Related: IRS Collection issues.
Federal Fiscal System Is Very Progressive, Latest CBO Report Shows - Scott Hodge, Tax Policy Blog. "However, the more significant story is the middle quintile’s changing fortunes. These households also benefited substantially from the expansion of tax credits, and we can see that beginning in 2002—following the doubling of the Child Tax Credit—they became net beneficiaries from federal fiscal policy rather than net contributors. Thus, the gap between the amount of federal benefits the middle quintile received and the federal taxes they paid grew over the succeeding 15 years."
The TCJA Five Years Later: Federal Tax Issues - David Stewart, Nathan Richman, and Jennifer Acuña, Tax Notes Opinions. "On the legislative front and on the regulatory front, [section] 174, the amortization of R&E, that was a raiser, some of the pain that was afflicted in the TCJA, that kicked in at the beginning of this year. It's considered an expiring tax provision because it kicked in. It's kind of the reverse expiration."
Options to Improve the Child Tax Credit for Low-Income Families - Elaine Maag, TaxVox. "Talks on the expansion of the Child Tax Credit appear to have stalled, with a key sticking point being opposition of some lawmakers to making the credit fully refundable – or allowing low-income families to qualify for the maximum credit regardless of how much they earn. However, there are potential compromises short of full refundability that would still increase the credit for some of the almost 19 million children in families receiving less than the full credit now because their earnings are too low."
Lesson From The Tax Court: Taxpayers Behaving Badly 2022 - Bryan Camp, TaxProf Blog. "At trial the Podluckys testified that the assets they purchased were not for them, but were for the purpose of 'dealing with Tibetan monks in Asia' who, they said, wanted hard assets rather than cash. As Judge Lauber wrote, with admirable restraint: 'This testimony was utterly implausible.' Mr. Podlucky was 'unable to tell the court where the putative monks resided or... Explain why Buddhist monks would be eager to acquire women’s jewelry, particularly jewelry that was sized to fit [Ms. Podlucky’s] wrist.'"
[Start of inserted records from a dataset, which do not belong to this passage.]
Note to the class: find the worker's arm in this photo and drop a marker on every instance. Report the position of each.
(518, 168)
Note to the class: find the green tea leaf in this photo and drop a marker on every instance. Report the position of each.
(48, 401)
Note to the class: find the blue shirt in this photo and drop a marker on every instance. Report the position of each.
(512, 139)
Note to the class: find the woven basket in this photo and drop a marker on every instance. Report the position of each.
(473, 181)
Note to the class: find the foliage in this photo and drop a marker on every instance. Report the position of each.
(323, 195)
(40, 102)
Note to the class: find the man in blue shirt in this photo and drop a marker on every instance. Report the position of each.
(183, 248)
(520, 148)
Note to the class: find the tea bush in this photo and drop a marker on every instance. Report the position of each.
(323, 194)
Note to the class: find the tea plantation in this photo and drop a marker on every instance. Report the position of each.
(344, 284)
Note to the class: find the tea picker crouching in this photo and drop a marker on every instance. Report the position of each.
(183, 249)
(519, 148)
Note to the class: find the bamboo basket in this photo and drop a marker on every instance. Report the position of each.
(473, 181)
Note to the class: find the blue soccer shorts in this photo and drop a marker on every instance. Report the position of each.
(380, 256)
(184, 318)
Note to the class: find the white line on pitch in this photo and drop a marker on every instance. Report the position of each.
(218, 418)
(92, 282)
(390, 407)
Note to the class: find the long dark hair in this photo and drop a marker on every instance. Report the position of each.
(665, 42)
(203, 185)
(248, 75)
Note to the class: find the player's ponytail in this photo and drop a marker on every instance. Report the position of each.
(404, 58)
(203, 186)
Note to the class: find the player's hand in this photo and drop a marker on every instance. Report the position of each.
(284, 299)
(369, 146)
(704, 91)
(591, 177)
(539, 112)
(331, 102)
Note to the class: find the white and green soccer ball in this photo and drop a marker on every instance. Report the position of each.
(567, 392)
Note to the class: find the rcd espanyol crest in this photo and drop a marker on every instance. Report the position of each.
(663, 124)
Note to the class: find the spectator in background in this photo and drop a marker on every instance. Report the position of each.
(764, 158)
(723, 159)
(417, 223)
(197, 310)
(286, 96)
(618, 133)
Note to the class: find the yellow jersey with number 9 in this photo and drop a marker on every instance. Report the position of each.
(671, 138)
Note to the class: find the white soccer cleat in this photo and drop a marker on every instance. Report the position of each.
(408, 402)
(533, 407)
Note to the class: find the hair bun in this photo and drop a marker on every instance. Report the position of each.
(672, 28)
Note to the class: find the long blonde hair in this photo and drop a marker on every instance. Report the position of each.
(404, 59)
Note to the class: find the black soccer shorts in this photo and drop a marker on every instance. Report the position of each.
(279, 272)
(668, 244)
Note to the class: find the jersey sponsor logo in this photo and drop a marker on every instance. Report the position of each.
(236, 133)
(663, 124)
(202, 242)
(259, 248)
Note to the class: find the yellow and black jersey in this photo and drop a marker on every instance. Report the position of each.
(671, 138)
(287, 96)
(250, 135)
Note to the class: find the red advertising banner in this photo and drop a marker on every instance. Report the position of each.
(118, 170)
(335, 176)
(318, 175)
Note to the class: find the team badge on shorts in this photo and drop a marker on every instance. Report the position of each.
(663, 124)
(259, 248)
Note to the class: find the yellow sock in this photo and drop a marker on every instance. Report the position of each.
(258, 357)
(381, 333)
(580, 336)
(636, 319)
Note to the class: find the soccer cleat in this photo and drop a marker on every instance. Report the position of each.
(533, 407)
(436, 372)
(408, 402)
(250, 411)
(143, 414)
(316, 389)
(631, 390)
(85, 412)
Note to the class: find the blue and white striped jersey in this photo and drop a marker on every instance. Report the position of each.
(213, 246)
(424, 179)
Jacksonville man sentenced to more than four years in federal prison for facilitating “off the books” pay scheme as part of conspiracies to defraud the IRS and workers’ compensation insurance company - IRS (Defendant name omitted):
According to court documents, between 2016 and 2020, Defendant conspired with others to facilitate the payment of construction workers "off the books" in order to avoid paying premiums for workers' compensation insurance and payroll taxes. Construction contractors and subcontractors entered arrangements with Defendant and his co-conspirators, through which shell companies facilitated both the distribution of proof of insurance and the payment of workers with cash.
Defendant and others also facilitated the deposit of checks into the shell companies' bank accounts, as well as the withdrawal of cash to be paid to the employees of the contractors and subcontractors – all without withholding, or paying over, payroll taxes to the IRS. Through these arrangements with Defendant, the construction contractors and subcontractors could disclaim responsibility for withholding and paying payroll taxes to the IRS or ensuring that the workers were legally authorized to work in the United States. By facilitating the payment of workers of more than $49 million without payroll taxes being withheld, Defendant and his co-conspirators caused the U.S. Treasury to lose more than $12 million in tax receipts.
The defendant may have thought it was clever to pay all these people in cash and skip withholding. Yet every time he did this with "contractors and subcontractors," he created new potential informants, which isn't clever at all. As the man says, sometimes it's better to just pay the taxes.